GENETICS OF HERMANSKI-PUDLAK SYNDROME -
AN UNUSUAL TYPE OF ALBINISM



Richard A. King, M.D., Ph.D.
University of Minnesota Medical School
Hospital for Special Surgery and
Minneapolis, MN.

The identification of genes responsible for complex common diseases using automated linkage analysis and gene mapping techniques is a major area of emphasis for the laboratory.
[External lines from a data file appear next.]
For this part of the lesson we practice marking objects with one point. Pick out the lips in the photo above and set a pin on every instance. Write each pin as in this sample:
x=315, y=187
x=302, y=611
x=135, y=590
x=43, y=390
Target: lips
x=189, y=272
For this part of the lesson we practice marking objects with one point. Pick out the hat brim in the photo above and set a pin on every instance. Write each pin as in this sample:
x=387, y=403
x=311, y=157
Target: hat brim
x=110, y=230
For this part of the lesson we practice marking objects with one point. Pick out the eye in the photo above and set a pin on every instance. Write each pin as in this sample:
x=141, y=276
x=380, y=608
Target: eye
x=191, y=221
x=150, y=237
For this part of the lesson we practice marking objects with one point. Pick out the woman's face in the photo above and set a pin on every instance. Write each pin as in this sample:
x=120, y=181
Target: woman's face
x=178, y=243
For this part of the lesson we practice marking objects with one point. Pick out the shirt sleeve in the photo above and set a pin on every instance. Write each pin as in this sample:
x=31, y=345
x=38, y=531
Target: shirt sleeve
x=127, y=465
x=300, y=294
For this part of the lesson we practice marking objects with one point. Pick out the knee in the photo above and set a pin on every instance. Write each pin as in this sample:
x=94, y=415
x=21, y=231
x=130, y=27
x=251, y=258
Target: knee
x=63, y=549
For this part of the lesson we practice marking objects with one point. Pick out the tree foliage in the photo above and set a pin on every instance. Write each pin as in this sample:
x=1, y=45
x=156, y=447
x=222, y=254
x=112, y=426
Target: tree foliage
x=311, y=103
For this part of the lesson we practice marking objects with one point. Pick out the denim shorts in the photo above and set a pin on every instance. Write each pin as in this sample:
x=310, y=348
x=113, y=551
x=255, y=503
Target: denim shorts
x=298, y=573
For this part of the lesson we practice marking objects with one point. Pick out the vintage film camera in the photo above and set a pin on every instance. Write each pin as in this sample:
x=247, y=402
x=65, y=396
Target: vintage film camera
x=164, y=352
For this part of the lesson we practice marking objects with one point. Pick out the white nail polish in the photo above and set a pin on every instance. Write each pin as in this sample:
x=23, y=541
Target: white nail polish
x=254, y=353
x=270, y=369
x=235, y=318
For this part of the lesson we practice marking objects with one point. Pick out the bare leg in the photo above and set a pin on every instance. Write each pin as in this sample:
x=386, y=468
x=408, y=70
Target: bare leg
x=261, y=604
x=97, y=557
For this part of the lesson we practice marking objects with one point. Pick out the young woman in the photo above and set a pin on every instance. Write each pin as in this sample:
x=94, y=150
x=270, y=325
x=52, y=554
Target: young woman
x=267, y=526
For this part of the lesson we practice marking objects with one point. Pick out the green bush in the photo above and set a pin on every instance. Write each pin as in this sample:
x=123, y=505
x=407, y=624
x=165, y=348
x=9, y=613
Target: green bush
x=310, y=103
Hermansky-Pudlak Syndrome is a genetic syndrome that presents with triad of oculocutaneous albinism, storage-pool deficient platelets and ceroid storage. The clinical problems in HPS are albinism associated with light skin/hair and reduced visual acuity, bleeding associated with the inability of the platelets to aggregate correctly, and pulmonary fibrosis and inflammatory bowel disease associated with the accumulation of ceroid in the tissues. HPS is rare in most areas of the would, but is found at a frequency greater than 1:2000 in Puerto Rico. The gene responsible for HPS in northwestern Puerto Rice (HPS1 gene) maps to chromosome 10 and we have isolated the gene, in collaboration with Murray Brilliant. The specific function of the gene product is unknown, but it is thought to be involved in intracellular protein trafficking and organelle formation, such as the melanosome in the pigment cell. A common founder mutation is responsible for the majority of cases of HPS1 in the Puerto Rican population, but there is evidence for genetic heterogeneity with another type of HPS being present on this island. Studies are underway to identify the second HPS gene in this population. The mouse model of the chromosome 10 HPS gene is the pale ear (ep) mouse, and this gene has been isolated in collaboration with Murray Brilliant and Richard Swank, Ph.D., Roswell Park Cancer Institute. The phenotype of the pale ear mouse differs from that of HPS and knock-out/transgenic mouse analyses are now underway to determine the function of the HPS/ep gene product, and the function of the two transcripts. The most significant clinical problem in human albinism is the loss of visual acuity associated with deficient melanin in the developing eye and optic system. To address this problem, a program has been developed to evaluate the potential for gene therapy in the eye. Methods for inducing melanin synthesis in or delivering melanin synthesizing cells to the retinal pigment epithelium are being developed. A colony or tyrosinase deficient cats are being raised as the model system for this work.